Ernst Christian Einar Ludvig Detlev, Graf zu Reventlow (18 August 1869 – 21 November 1943) was a German naval officer, journalist and Nazi politician.
Ernst Christian Einar Ludvig Detlev, Graf (Count) zu Reventlow was born at Husum, Schleswig-Holstein, the son of Ludvig Christian Detlev Frederik, Graf zu Reventlow (January 6, 1824 - June 14, 1893), a Danish nobleman, and Emilie Julie Anna Louise Rantzau (April 19, 1834 - November 19, 1905). His younger sister was Fanny zu Reventlow (1871-1918), the "Bohemian Countess" of Schwabing. Reventlow embarked upon a career in the German Imperial Navy, reaching the rank of lieutenant commander, before his marriage to a Frenchwoman, Marie-Gabrielle-Blanche d'Allemont [de Broutillot] (September 19, 1873 - April 15, 1937), forced him to resign his commission. Ernst and Blanche were married on March 14, 1895 in Altona, Hamburg, Schleswig-Holstein, Germany. Ernst became a free-lance writer on naval issues, and later general politics.
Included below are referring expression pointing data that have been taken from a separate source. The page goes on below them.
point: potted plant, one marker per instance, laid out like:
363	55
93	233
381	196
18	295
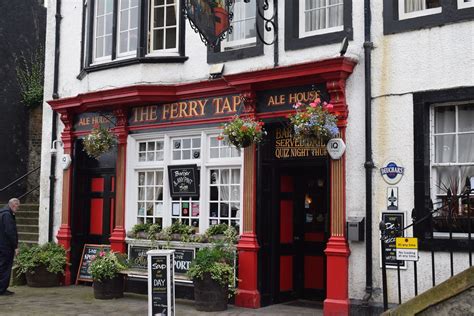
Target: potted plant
212	273
314	121
99	141
242	132
105	270
43	265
During World War I, as an editorial writer on the Deutsche Tageszeitung, he advocated extreme ruthlessness, particularly in submarine warfare. He accused United States Ambassador Gerard of being a British spy, but assailed Zimmermann for the plot to form an alliance between Mexico and Japan against the United States. He furiously attacked Germany's leaders for yielding to the United States' demands for respect of its rights after the sinking of the Lusitania, and the Tageszeitung was suspended 25 June 1915. For an attack on Bethmann-Hollweg, accusing him of misleading von Hindenburg, he was sued for slander in 1916.